Italianate Style in England and Wales
A late intimation of Nash's development of the Italianate style was his 1805 design of Sandridge Park at Stoke Gabriel in Devon. Commissioned by the dowager Lady Ashburton as a country retreat, this small country house clearly shows the transition between the picturesque of William Gilpin and Nash's yet to be fully evolved Italianism. While this house can still be described as Regency, its informal asymmetrical plan together with its loggias and balconies of both stone and wrought iron; tower and low pitched roof clearly are very similar to the fully Italianate design of Cronkhill, the house generally considered to be the first example of the Italianate style in Britain. The homes were typically two to three stories in height, with flat or hip roofs, bay windows with inset wooden panels, corner boards and two over two double-hung windows.
Later examples of the Italianate style in England tend to take the form of Palladian-style building often enhanced by a belvedere tower complete with Renaissance-type balustrading at the roof level. This is generally a more stylistic interpretation of what architects and patrons imagined to be the case in Italy, and utilises more obviously the Italian Renaissance motifs than those earlier examples of the Italianate style by Nash.
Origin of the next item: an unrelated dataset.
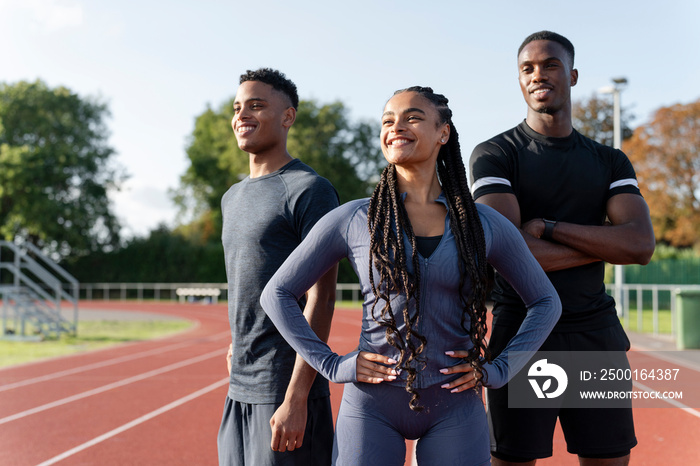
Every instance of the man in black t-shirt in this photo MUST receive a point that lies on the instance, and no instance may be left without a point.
(578, 205)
Sir Charles Barry, most notable for his works on the Tudor and Gothic styles at the Houses of Parliament in London, was a great promoter of the style. Unlike Nash he found his inspiration in Italy itself. Barry drew heavily on the designs of the original Renaissance villas of Rome, the Lazio and the Veneto or as he put it: "...the charming character of the irregular villas of Italy." His most defining work in this style was the large Neo-Renaissance mansion Cliveden (illustrated above). Although it has been claimed that one third of early Victorian country houses in England used classical styles, mostly Italianate, by 1855 the style was falling from favour and Cliveden came to be regarded as "a declining essay in a declining fashion."
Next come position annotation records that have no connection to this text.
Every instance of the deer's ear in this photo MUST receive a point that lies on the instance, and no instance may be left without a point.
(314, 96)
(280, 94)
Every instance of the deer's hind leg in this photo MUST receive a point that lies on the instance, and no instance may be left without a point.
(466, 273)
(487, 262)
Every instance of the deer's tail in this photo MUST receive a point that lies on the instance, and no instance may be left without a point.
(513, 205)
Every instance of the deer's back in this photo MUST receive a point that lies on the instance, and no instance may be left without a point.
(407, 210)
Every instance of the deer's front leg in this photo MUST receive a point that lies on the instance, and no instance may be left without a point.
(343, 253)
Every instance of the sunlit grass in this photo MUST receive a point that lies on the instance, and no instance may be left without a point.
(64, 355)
Thomas Cubitt, a London building contractor, incorporated simple classical lines of the Italianate style as defined by Sir Charles Barry into many of his London terraces. Cubitt designed Osbourne House under the direction of Prince Albert of Saxe-Coburg and Gotha, and it is Cubitt's reworking of his two dimensional street architecture into this free standing mansion which was to be the inspiration for countless Italianate villas throughout the British Empire.
Following the completion of Osbourne House in 1851, the style became a popular choice of design for the small mansions built by the new and wealthy industrialists of the era. These were mostly built in cities surrounded by large but not extensive gardens, often laid out in a terrace Tuscan style as well. On occasions very similar, if not identical, designs to these Italianate villas would be topped by mansard roofs, and then termed chateauesque. However, "after a modest spate of Italianate villas, and French chateaux" by 1855 the most favoured style of an English country house was Gothic, Tudor, or Elizabethan.
An example that is not very well known, but a clear example of Italianate architecture, is St. Christopher's Anglican church in Hinchley Wood, Surrey, particularly given the design of its bell tower.